0
votes

Below approach i have used to extract images from pdf. But sub type is always giving null. I am working with iText7 library which is new version. If any body worked with new library please give suggestions.

    public static string ExtractImageFromPDF(string sourcePdf)
    {            
        PdfReader reader = new PdfReader(sourcePdf);
        try
        {
            PdfDocument document = new PdfDocument(reader);

            for (int pageNumber = 1; pageNumber <= document.GetNumberOfPages(); pageNumber++)
            {
                PdfDictionary obj = (PdfDictionary)document.GetPdfObject(pageNumber);

                if (obj != null && obj.IsStream())
                {
                    PdfDictionary pd = (PdfDictionary)obj;
                    if (pd.ContainsKey(PdfName.Subtype) && pd.Get(PdfName.Subtype).ToString() == "/Image")
                    {
                        string filter = pd.Get(PdfName.Filter).ToString();
                        string width = pd.Get(PdfName.Width).ToString();
                        string height = pd.Get(PdfName.Height).ToString();
                        string bpp = pd.Get(PdfName.BitsPerComponent).ToString();
                        string extent = ".";
                        byte[] img = null;
                        switch (filter)
                        {
                            case "/FlateDecode":
                                byte[] arr = FlateDecodeFilter.FlateDecode(null, true);
                                Bitmap bmp = new Bitmap(Int32.Parse(width), Int32.Parse(height), PixelFormat.Format24bppRgb);
                                BitmapData bmd = bmp.LockBits(new Rectangle(0, 0, Int32.Parse(width), Int32.Parse(height)), ImageLockMode.WriteOnly,
                                    PixelFormat.Format24bppRgb);
                                Marshal.Copy(arr, 0, bmd.Scan0, arr.Length);
                                bmp.UnlockBits(bmd);
                                bmp.Save("d:\\pdf\\bmp1.png", ImageFormat.Png);
                                break;
                            case "/CCITTFaxDecode":
                                break;
                            default:
                                break;
                        }
                    }
                }
            }
        }
        catch
        {
            throw;
        }
        return "";
    }
2
"it is returning null" nothing in the code you've posted returns null. - Ian Kemp
Sorry, sub type is always coming as null value. - sainath sagar
You mean pd.Get(PdfName.Subtype).ToString() == null? - Ian Kemp
Yes, it is giving null. - sainath sagar
the correct is document.GetPdfObject(objectNumber), not document.GetPdfObject(pageNumber) - Tomex Ou

2 Answers

0
votes

When you use Quickwatch on the pd value, what do you see is in there?
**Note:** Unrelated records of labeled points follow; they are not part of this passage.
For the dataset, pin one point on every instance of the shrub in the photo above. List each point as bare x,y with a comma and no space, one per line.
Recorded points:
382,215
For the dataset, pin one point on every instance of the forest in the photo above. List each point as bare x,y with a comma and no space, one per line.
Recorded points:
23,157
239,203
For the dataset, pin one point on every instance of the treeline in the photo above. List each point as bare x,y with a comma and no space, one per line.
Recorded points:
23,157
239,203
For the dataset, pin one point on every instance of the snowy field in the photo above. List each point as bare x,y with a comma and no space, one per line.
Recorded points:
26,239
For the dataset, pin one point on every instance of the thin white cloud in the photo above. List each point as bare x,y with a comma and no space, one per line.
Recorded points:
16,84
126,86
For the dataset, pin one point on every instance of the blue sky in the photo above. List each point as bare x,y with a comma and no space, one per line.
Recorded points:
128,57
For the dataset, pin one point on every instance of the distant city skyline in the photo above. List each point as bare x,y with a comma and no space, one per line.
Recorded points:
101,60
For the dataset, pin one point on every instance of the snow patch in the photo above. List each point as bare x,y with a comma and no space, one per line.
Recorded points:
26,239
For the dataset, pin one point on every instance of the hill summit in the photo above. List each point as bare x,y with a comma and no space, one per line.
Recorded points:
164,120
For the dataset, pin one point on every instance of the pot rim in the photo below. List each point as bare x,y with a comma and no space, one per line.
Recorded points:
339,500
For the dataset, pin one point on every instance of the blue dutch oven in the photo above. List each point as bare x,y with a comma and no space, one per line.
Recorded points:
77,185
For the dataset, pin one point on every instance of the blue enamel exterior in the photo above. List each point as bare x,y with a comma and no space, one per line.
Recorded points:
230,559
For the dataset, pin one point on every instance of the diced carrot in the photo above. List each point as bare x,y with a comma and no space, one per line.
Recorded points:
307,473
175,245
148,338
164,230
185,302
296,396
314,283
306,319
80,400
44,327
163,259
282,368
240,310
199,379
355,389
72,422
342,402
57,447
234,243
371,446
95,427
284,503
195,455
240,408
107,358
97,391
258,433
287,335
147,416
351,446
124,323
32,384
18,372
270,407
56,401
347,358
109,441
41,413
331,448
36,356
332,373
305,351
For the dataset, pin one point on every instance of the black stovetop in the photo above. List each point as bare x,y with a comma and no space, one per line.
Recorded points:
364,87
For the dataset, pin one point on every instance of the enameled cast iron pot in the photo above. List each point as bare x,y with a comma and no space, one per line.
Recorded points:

The documentation of the iText 7 states is a dictionary, so perhaps you can check which types are available and find the appropriate field that you're looking for.

PdfDictionary pd = (PdfDictionary)obj;

Documentation can be found overhere: https://api.itextpdf.com/iText7/dotnet/7.1.8/classi_text_1_1_kernel_1_1_pdf_1_1_pdf_dictionary.html

0
votes

The idea of your approach is to check every indirect object in it whether it is an image XObject and extract the contained image data therein if it is.

Actually, though, you only iterate over the values 1..document.GetNumberOfPages() as object numbers, i.e. only over a fraction of the indirect objects of your document!

Indeed, there are more indirect objects in a PDF than there are pages, usually very many more.

Thus, iterate instead up to document.GetNumberOfPdfObjects()-1.